I popped out from work today to do a few errands. In 45 minutes, I saw three separate acts of aggression on the street. One was a motorcyclist aggressing a driver who seemed to have committed the grievous crime of not being sure, momentarily, which lane they should best take. That particular stretch of road is laid out confusingly, with one lane becoming two then just as suddenly becoming one lane for cars again plus a bus lane. Anyway, the car slowed down and must have delayed the motorcyclist by perhaps seconds. This was a frustration the motorcyclist seemingly could not bear and they honked and loudly revved and finally swerved out to look long and pointedly in the driver’s window. As I watched the motorcycle rev and speed down the city street, and thought what a spectacle they had made of themselves in their display of short-temper, I was left hoping the car driver was able to shake off the motorcyclists behaviour.
Seeing three such incidents in less than an hour, had me wondering was there a higher than usual level of crankiness around today and why that might be. Is it because today is a Monday and gloriously sunny, while on Saturday it rained all day long. Or perhaps people are truly back into the daily grind of getting out to work and school Monday-Friday, and the realisation has hit that this is life for the next two months until mid-term’s blessed temporary relief. Or money worries have hit hard now the kids are back in the expensive free school system.

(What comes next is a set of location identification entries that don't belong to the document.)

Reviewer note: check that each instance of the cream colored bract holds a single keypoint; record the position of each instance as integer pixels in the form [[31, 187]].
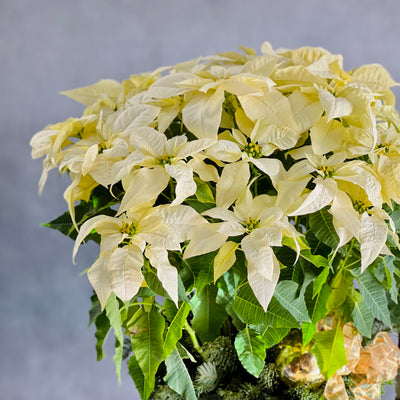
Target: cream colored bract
[[282, 167]]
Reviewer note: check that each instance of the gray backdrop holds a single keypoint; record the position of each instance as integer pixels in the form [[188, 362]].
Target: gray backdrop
[[46, 46]]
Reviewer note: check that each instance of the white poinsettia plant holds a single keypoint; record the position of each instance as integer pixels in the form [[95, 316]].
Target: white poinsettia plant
[[240, 193]]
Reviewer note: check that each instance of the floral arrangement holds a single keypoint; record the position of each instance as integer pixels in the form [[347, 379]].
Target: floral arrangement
[[247, 208]]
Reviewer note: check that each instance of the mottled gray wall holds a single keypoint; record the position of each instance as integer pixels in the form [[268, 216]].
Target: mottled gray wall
[[46, 46]]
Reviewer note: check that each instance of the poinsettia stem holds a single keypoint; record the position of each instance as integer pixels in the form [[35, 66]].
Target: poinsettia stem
[[194, 340]]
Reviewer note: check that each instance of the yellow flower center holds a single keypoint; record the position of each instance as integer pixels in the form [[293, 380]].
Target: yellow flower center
[[383, 148], [128, 229], [327, 171], [253, 150], [360, 206], [251, 223], [165, 160], [103, 146]]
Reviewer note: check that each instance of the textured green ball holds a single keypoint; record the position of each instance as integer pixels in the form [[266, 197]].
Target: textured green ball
[[222, 354]]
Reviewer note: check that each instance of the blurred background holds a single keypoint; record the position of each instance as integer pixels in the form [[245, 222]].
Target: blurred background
[[46, 46]]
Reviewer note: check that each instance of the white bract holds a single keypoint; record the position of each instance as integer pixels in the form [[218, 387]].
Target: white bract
[[254, 143]]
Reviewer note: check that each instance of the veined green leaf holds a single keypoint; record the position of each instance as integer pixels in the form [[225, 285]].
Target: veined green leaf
[[318, 311], [285, 293], [113, 315], [208, 315], [272, 336], [278, 317], [390, 269], [362, 318], [147, 337], [95, 311], [322, 227], [198, 205], [203, 192], [102, 328], [202, 269], [178, 377], [374, 295], [320, 280], [177, 320], [340, 286], [138, 378], [247, 307], [329, 351], [251, 350]]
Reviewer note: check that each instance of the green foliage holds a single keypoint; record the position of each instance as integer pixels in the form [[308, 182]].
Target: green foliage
[[329, 350], [286, 294], [206, 378], [222, 354], [201, 269], [322, 227], [251, 350], [317, 310], [374, 295], [208, 315], [363, 319], [138, 377], [113, 315], [147, 337], [177, 320], [304, 393], [178, 377]]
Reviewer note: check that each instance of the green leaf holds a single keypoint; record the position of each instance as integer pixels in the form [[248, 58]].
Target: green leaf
[[329, 350], [278, 317], [95, 311], [285, 293], [147, 337], [177, 320], [202, 269], [320, 280], [322, 227], [178, 377], [316, 245], [374, 295], [138, 378], [340, 286], [102, 328], [113, 315], [203, 192], [390, 269], [272, 336], [251, 350], [362, 317], [208, 315], [318, 311], [246, 306]]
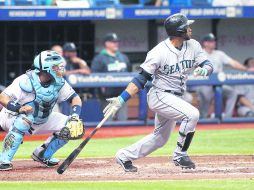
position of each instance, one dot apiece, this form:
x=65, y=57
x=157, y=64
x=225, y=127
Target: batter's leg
x=175, y=108
x=150, y=143
x=205, y=96
x=231, y=98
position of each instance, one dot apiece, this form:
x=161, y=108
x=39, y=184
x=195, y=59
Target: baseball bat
x=76, y=151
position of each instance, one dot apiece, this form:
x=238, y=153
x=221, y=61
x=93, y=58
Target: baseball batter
x=167, y=65
x=28, y=104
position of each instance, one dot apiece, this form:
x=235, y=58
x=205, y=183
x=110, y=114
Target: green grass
x=208, y=142
x=140, y=185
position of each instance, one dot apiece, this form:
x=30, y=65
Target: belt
x=173, y=92
x=170, y=91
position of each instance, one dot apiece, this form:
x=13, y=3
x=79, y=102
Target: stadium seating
x=180, y=2
x=23, y=2
x=104, y=3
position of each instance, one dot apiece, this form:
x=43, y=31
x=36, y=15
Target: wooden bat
x=76, y=151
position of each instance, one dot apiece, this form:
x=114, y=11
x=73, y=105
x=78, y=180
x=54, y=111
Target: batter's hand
x=199, y=71
x=114, y=104
x=26, y=109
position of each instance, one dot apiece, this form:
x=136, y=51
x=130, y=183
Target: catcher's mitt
x=73, y=130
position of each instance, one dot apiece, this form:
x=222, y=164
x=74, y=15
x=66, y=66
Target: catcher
x=28, y=104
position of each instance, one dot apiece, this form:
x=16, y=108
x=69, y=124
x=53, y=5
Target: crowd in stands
x=238, y=100
x=106, y=3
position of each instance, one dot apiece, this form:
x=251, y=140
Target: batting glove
x=199, y=71
x=114, y=104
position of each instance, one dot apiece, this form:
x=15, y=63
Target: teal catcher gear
x=14, y=138
x=51, y=63
x=46, y=95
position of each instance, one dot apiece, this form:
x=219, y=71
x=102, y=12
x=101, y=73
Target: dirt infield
x=150, y=168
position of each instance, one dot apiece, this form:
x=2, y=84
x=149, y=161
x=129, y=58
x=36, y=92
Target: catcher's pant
x=55, y=123
x=169, y=109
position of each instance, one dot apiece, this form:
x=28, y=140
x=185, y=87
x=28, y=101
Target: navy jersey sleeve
x=98, y=65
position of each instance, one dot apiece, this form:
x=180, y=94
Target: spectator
x=245, y=107
x=218, y=59
x=58, y=49
x=74, y=64
x=110, y=59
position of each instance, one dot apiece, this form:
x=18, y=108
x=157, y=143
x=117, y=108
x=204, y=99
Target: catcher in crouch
x=28, y=104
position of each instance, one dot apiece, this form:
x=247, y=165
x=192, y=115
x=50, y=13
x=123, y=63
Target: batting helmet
x=177, y=24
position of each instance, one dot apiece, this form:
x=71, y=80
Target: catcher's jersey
x=170, y=66
x=19, y=96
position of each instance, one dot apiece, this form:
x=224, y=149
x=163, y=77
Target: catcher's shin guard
x=46, y=151
x=185, y=142
x=15, y=137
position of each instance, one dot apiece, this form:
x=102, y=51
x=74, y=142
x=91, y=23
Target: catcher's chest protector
x=45, y=98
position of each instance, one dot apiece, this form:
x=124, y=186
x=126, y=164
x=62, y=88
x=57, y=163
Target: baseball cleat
x=46, y=162
x=5, y=166
x=184, y=162
x=127, y=166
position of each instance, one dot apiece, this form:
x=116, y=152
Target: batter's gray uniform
x=170, y=68
x=246, y=91
x=206, y=93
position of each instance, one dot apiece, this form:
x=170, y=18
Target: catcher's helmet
x=177, y=24
x=50, y=62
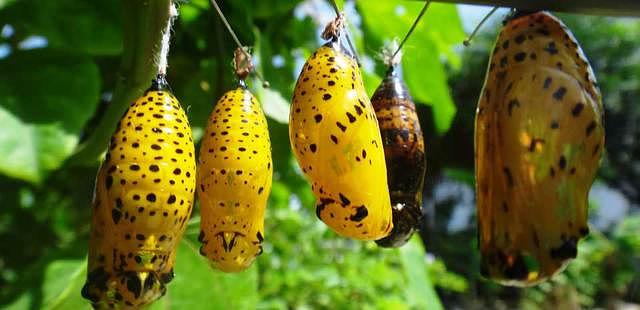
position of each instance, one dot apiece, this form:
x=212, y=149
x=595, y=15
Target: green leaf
x=198, y=286
x=427, y=82
x=92, y=27
x=424, y=71
x=44, y=104
x=266, y=9
x=60, y=289
x=419, y=291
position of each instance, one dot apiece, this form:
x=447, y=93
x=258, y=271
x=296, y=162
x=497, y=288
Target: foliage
x=60, y=72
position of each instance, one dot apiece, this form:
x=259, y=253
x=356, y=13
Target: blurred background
x=58, y=71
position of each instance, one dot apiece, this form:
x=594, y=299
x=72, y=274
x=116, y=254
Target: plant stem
x=144, y=22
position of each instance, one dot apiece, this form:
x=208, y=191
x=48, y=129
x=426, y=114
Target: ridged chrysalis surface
x=143, y=199
x=539, y=136
x=335, y=138
x=234, y=181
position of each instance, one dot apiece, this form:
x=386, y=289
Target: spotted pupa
x=143, y=198
x=404, y=153
x=336, y=140
x=234, y=178
x=538, y=140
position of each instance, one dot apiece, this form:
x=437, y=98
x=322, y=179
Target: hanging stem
x=241, y=48
x=413, y=27
x=351, y=46
x=467, y=41
x=144, y=24
x=166, y=41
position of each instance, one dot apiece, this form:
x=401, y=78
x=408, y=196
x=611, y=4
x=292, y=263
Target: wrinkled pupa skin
x=539, y=137
x=335, y=138
x=234, y=181
x=404, y=153
x=142, y=201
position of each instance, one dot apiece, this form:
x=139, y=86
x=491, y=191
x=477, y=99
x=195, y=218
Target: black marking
x=323, y=203
x=361, y=213
x=590, y=128
x=116, y=215
x=172, y=199
x=508, y=175
x=504, y=61
x=559, y=94
x=551, y=48
x=109, y=181
x=562, y=163
x=351, y=117
x=513, y=103
x=345, y=201
x=568, y=249
x=577, y=109
x=534, y=143
x=518, y=270
x=334, y=139
x=133, y=283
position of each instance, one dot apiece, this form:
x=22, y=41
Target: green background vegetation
x=54, y=105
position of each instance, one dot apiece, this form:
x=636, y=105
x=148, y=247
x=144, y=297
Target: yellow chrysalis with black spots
x=234, y=181
x=539, y=136
x=142, y=201
x=335, y=138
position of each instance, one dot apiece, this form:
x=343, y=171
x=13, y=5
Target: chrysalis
x=234, y=180
x=336, y=140
x=404, y=153
x=143, y=199
x=539, y=136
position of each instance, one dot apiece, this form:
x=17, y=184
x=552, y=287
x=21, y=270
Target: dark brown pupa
x=404, y=154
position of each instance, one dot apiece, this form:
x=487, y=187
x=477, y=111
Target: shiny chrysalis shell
x=143, y=199
x=234, y=181
x=404, y=154
x=335, y=138
x=539, y=136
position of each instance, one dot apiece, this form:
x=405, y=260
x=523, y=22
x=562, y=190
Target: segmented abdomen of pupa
x=143, y=199
x=404, y=154
x=336, y=140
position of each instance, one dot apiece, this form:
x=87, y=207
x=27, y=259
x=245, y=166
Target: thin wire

Whatever had the aggressors’ lives so stressed, it looked like consideration and respect for others has been drained out of them today. When we are stressed, our attention can become restricted to our own survival, our own interests, our own needs. We can lose interest in what other people may be feeling, or in what effect our actions have on other people. When we are highly stressed, other people can become just an obstacle to getting where we need to go quickly, or just a competition for a resource.
There may be times in all our lives when we are highly stressed, and we cannot care about anyone except ourselves and our immediate family. However in the meantime, what I witnessed today was a strong reminder to me to be aware that how I am can impact positively or negatively on people I meet throughout the day.
Most of the time, we can choose how to be in terms of attitude and actions. It is worthwhile spending a few minutes each morning meditating on your intention for the day, including your attitude in your actions and how you treat others – and yourself. I find chopra.com is a source of information and inspiration and it has an interesting article on How Meditation Benefits Everyone Around You by Roger Gabriel (Raghavanand) which goes much further with this idea.
I suggest that compassion and respect for others and ourselves are important to include in daily goals. Remember that you don’t know what other people are going through – and I am aware I do not know what stresses that motorcyclist was under today. Neither was the motorcyclist aware of what the driver of that car was going through today. I hope they were having a good enough day to be able to shake off the aggression, and were not already emotionally vulnerable when they were honked at and threatened. I hope the motorcyclist was able to shake off their anger, slow down, and get home safely tonight. I am grateful to whoever it was for the reminder about the impact we have on people who share our space, even just momentarily in traffic.